Bird, a Santo Domingo and San Juan Pueblo Indian of Albuquerque, N.M., also gave commencement addresses yesterday at the University of Hawaii.
He attended the UH School of Public Health in the last year of a master's program at University of California-Berkeley and has assisted Papa Ola Lokahi and the Native Hawaiian Health Care Systems.
Bird said he is focusing efforts on eliminating disparities and inequality relative to health care of major ethnic populations.
Health problems of those groups, including native Hawaiians, must be viewed in a historical and political context, he said.
Bird said it "may seem sort of trite" but he believes working together is the only way the issues can be resolved. "There are so many personal and political agendas," he said, explaining his goal is "to get people to agree to commit, to have a broader vision, work in unison and move together to address issues."
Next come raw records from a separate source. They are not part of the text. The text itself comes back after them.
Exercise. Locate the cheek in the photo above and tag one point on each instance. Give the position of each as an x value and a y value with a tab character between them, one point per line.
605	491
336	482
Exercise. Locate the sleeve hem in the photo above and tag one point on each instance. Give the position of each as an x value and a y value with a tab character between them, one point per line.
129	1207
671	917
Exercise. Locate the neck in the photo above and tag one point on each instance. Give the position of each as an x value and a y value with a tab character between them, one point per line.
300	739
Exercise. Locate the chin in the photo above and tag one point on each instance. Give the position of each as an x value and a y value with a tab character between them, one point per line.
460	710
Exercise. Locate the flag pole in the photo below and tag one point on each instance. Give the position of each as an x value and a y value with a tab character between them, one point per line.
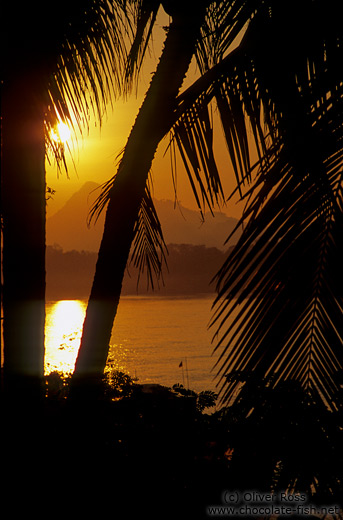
183	375
187	373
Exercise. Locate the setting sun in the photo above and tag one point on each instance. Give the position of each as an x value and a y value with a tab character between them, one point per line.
62	133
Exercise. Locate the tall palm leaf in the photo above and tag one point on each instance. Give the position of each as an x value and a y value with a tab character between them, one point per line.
280	297
126	191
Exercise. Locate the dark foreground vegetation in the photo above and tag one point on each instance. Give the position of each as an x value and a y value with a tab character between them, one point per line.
126	450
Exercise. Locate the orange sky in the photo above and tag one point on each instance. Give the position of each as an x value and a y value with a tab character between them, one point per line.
95	153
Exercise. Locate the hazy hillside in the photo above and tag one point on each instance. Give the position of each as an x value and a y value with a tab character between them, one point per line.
190	271
68	227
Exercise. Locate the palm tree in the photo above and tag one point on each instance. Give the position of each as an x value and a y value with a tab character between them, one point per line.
279	306
130	216
279	312
50	70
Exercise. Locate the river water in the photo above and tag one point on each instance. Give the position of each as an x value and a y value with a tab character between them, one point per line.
157	340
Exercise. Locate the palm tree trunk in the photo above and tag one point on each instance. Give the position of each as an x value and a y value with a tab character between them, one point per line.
153	122
23	211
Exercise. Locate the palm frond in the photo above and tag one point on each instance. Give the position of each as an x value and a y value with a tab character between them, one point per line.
90	58
149	249
142	15
279	309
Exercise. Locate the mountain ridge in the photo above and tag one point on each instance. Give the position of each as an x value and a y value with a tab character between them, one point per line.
68	226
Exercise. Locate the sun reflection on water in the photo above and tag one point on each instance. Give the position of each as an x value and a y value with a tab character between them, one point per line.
63	329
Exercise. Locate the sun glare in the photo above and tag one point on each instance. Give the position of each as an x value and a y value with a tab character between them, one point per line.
63	334
61	134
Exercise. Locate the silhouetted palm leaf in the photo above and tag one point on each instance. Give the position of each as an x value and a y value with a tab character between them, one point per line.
280	316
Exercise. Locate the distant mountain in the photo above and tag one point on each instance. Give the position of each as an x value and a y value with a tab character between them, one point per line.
190	271
68	227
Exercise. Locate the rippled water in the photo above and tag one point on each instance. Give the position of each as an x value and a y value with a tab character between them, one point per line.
151	338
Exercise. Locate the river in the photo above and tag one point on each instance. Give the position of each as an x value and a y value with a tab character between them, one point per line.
157	340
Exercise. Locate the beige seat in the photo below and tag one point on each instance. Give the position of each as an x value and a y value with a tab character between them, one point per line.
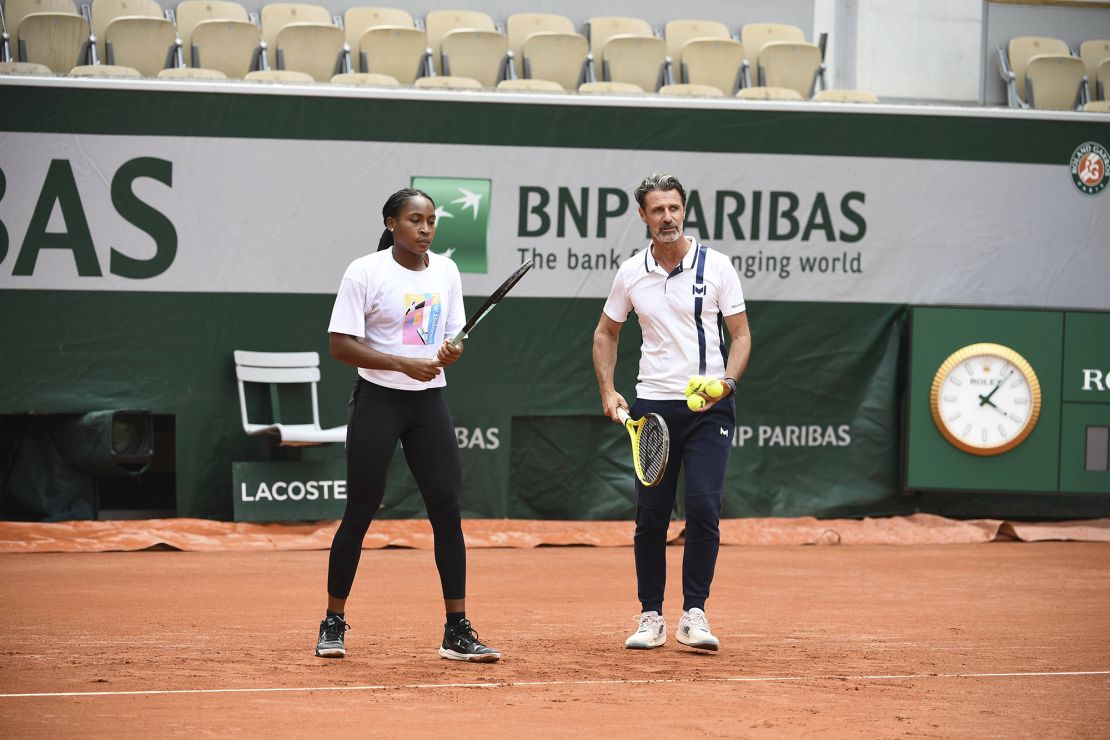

A plan of action will be developed and unveiled at an APH meeting in November in Boston, Bird said. He will take office at the meeting -- the first American Indian to head the organization in 128 years.
A lot of the work in Pollack's civil rights office relates to goals of the public health organizations to provide equal access to health care. He said the office enforces federal requirements in five priority areas.
One, resulting from a Supreme Court decision this year, involves the right of disabled people to get services in community or integrated settings rather than institutions.
Others are immigrant access to services, health disparities resulting from a shift to managed care plans, welfare-to-work issues and child welfare. Pollack said his office has had some complaints from Hawaii in child welfare and welfare-to-work areas.
With government efforts to move abused and neglected children into foster care or adoptions faster, he said, "Parents feel discriminated against on the basis of age or disability.... But a child's welfare is uppermost."